Gianluigi Donnarumma
Gianluigi Donnarumma (©Getty Images)

MILAN NEWS – Il big match tra Juventus e Milan di venerdì sera ha lasciato strascichi rilevanti. Il rigore concesso nel finale di partita ai bianconeri ha scatenato discussioni, polemiche e rabbia.

Il nervosismo avrebbe preso a tal punto alcuni giocatori rossoneri, da provocare alcuni danni nello spogliatoio dello Stadium. L’agenzia Ansa ieri, citando fonti vicini alla società piemontese, ha lanciato questa indiscrezione.
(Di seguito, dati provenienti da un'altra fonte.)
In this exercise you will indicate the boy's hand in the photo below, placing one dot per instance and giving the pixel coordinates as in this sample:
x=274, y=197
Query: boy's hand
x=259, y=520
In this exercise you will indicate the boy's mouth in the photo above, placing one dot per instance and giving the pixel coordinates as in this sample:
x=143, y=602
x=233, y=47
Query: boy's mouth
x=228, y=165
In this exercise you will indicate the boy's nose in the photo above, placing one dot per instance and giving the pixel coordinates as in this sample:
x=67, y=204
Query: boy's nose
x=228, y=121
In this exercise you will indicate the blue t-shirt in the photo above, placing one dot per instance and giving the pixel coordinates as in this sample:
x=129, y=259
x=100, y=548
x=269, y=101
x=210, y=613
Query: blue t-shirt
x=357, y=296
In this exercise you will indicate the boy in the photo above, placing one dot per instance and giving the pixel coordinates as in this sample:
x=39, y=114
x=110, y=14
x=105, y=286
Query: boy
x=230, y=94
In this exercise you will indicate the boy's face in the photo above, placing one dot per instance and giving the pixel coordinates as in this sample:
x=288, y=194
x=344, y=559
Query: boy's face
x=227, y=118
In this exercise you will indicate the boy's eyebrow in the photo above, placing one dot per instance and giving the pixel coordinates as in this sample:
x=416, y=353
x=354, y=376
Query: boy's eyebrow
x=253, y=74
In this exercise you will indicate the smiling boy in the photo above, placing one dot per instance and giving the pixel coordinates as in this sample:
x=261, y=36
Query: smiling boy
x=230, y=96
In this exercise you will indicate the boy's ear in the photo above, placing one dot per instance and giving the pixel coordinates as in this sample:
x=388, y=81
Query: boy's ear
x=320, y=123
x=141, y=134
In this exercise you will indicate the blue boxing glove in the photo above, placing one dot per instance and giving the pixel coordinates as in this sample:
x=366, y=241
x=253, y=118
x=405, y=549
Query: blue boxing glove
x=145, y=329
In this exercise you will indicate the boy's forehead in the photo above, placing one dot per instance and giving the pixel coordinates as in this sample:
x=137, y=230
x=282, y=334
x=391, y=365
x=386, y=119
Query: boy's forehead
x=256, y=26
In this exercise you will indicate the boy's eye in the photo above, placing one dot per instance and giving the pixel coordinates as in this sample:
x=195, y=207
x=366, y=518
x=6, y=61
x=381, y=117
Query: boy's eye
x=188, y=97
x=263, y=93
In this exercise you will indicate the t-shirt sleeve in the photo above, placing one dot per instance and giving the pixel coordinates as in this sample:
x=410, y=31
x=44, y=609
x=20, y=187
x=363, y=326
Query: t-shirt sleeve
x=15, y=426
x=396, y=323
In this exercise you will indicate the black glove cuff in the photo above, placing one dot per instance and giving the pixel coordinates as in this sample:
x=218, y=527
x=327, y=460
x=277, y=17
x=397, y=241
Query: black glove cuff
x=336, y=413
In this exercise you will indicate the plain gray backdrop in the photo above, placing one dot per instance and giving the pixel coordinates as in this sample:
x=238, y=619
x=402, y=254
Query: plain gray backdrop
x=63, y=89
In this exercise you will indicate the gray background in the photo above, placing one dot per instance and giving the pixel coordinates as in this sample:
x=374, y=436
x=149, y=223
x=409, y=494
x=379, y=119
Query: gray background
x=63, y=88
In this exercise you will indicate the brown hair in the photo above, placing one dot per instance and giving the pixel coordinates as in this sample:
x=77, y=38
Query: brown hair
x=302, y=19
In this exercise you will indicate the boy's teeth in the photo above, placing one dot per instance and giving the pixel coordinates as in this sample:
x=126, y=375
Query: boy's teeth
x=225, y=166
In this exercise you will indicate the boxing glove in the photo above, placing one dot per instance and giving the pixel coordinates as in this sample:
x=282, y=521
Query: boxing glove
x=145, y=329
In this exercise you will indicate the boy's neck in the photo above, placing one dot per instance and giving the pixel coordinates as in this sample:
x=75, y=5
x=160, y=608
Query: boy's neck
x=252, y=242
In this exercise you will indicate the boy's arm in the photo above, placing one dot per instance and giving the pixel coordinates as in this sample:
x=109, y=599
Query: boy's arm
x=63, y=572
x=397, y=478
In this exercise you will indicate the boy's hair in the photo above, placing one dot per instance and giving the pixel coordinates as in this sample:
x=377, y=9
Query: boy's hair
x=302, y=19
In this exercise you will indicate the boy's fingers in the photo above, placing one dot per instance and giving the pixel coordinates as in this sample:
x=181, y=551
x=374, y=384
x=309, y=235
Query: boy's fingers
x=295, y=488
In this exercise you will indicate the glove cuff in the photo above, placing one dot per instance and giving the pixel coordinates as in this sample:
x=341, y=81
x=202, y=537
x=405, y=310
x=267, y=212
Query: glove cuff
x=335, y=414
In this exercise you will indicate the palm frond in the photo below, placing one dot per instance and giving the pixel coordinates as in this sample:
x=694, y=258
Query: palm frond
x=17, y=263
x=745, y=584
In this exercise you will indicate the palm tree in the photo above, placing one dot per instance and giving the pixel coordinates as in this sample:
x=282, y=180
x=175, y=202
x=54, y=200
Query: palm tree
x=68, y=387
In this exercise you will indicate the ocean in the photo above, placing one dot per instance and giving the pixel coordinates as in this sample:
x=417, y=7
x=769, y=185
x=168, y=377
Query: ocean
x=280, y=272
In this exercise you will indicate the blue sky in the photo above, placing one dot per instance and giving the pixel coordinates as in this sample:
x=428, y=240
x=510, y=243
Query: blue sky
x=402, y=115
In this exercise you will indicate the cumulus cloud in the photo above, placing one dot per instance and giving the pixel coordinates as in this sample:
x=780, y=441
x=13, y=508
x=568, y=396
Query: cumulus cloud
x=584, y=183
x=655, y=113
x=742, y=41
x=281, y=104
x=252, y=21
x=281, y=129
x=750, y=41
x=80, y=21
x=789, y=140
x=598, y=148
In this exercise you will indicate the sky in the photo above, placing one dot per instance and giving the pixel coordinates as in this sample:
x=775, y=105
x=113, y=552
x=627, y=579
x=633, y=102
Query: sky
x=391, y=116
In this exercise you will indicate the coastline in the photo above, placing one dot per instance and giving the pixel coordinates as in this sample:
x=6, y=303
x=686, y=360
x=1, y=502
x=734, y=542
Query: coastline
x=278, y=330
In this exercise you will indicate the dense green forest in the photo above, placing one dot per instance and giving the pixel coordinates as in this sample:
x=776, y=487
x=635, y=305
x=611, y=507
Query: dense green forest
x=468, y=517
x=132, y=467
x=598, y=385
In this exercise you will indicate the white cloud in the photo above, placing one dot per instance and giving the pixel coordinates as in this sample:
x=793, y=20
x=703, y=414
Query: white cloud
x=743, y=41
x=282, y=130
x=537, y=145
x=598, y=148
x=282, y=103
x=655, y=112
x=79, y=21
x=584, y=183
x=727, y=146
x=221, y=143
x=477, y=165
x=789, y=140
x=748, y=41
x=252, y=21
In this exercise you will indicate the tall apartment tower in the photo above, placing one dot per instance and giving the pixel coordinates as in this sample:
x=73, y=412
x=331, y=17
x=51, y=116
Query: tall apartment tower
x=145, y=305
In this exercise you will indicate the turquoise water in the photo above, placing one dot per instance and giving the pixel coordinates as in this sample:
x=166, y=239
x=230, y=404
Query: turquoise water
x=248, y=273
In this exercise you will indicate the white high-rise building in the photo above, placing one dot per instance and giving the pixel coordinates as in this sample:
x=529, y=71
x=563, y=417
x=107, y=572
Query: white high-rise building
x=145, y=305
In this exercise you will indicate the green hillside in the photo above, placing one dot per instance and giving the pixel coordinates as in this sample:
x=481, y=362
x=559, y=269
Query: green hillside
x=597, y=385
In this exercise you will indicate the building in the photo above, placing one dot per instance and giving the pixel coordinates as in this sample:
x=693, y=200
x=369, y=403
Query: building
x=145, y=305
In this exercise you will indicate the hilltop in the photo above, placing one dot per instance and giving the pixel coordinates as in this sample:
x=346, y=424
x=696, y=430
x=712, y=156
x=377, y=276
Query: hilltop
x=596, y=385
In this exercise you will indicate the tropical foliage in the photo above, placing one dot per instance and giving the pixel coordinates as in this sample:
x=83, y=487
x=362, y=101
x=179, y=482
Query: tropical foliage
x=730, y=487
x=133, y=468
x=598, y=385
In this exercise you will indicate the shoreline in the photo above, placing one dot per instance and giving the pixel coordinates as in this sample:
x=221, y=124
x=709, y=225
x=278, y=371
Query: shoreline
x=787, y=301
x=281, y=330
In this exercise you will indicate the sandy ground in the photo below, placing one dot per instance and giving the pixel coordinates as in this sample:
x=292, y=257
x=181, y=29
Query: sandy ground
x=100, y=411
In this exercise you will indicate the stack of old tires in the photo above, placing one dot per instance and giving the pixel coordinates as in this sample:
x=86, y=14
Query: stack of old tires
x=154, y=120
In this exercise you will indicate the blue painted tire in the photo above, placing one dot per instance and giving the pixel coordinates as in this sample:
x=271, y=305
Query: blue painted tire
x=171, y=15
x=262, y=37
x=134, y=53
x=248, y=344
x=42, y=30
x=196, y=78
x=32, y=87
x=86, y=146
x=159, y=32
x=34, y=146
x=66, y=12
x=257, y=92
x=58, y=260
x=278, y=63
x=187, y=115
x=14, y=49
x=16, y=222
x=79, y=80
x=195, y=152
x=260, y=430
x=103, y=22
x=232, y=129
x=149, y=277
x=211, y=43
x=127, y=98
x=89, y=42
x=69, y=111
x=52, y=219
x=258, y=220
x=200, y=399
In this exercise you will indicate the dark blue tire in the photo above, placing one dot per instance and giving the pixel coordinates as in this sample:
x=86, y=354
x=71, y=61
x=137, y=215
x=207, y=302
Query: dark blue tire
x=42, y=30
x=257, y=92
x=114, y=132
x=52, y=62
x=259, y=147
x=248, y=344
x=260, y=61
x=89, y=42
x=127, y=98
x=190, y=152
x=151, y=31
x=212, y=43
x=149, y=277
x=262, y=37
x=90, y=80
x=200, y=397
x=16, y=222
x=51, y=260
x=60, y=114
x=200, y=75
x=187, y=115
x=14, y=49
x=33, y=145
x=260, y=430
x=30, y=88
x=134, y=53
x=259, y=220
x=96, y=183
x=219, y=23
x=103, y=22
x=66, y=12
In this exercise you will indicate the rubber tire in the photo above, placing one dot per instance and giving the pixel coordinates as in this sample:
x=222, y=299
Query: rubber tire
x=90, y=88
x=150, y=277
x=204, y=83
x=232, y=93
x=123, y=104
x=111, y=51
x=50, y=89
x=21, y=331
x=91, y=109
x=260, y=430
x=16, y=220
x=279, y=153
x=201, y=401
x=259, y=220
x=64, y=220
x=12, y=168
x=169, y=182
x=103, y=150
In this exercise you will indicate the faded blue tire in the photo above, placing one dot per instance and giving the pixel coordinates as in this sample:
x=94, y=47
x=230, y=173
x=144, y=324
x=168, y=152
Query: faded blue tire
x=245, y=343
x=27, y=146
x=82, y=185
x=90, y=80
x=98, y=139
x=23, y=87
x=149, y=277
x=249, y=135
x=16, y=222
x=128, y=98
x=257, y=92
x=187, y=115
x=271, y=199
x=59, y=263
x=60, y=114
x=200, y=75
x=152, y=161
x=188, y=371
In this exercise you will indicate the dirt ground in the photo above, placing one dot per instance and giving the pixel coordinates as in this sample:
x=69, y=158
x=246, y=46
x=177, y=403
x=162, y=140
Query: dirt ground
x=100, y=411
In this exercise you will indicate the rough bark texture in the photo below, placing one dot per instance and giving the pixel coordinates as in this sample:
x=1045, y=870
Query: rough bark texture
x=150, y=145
Essa si è diffusa rapidamente su tutto il web e da via Aldo Rossi non è giunta alcuna smentita in merito alle ‘accuse’. E’ stata preferita la strada del silenzio. La Juventus non ha smentito la circostanza e pare un silenzio di conferma su quanto trapelato, seppur non vi siano dettagli.

La Vecchia Signora non intende sporgere denuncia, come rivelato da La Gazzetta dello Sport. Però il quotidiano spiega che i calciatori milanisti avrebbero rotto qualche ‘trofeo’ durante il rientro nello spogliatoio. Infatti nel percorso sono presenti «frasi motivazionali (pro Juve) e riproduzioni dei titoli vinti (coppe e scudetti) in polistirolo espanso fissate alle pareti. Prese, in questo caso, a colpi rabbiosi, probabilmente pugni. Nella dressing-room del Milan sarebbe stato rotto uno sgabello, uno di quelli sui quali si siedono i giocatori (con a fianco l’armadietto). Altra conseguenza della furia milanista riguarderebbe l’anta di un armadietto. Oltre, si dice, a una lampada. Ci sarebbe stato anche il lancio di bottigliette (di bibita energetica e di acqua): muri imbrattati quindi, ma qualcuno sostiene addirittura che sarebbero state lasciate alcune scritte».

Nel post-gara di Torino l’unico sereno era Vincenzo Montella, il quale non ha alimentato polemiche e si è anche scusato per alcuni comportamenti esagerati dei suoi giocatori in seguito all’episodio del rigore contestato. L’arbitro Davide Massa e i suoi collaboratori, in particolare Daniele Doveri, sono stati presi d’assalto dai rossoneri per le loro discutibili decisioni. Un esempio su tutti è quello di Carlos Bacca, che era già stato sostituito da tempo e si era cambiato ma nel post-partita si è scagliato su Doveri ed è stato trattenuto da Montella stesso e da Adriano Galliani. Toni pesanti quelli del colombiano, che pare abbia tirato in ballo gli affetti familiari e c’erano delle telecamere a pochi passi che hanno catturato l’episodio.

Ma questo non è stato l’unico episodio, dato che la maggioranza dei giocatori del Milan ha protestato con veemenza con arbitro e assistenti. Un altro caso emblematico riguarda Gianluigi Donnarumma, solitamente molto mite e invece arrabbiatissimo venerdì sera a Torino. La Gazzetta dello Sport scrive che adesso si attendono le decisioni del Giudice Sportivo, che arriveranno martedì. Dipenderà dal contenuto dei referti di arbitro e procuratori federali. Montella rischia di perdere qualche giocatore e di ritrovarsi una squadra decimata, considerando pure le già certe squalifiche di Alessio Romagnoli e Josè Ernesto Sosa, oltre che l’assenza per infortunio di Suso.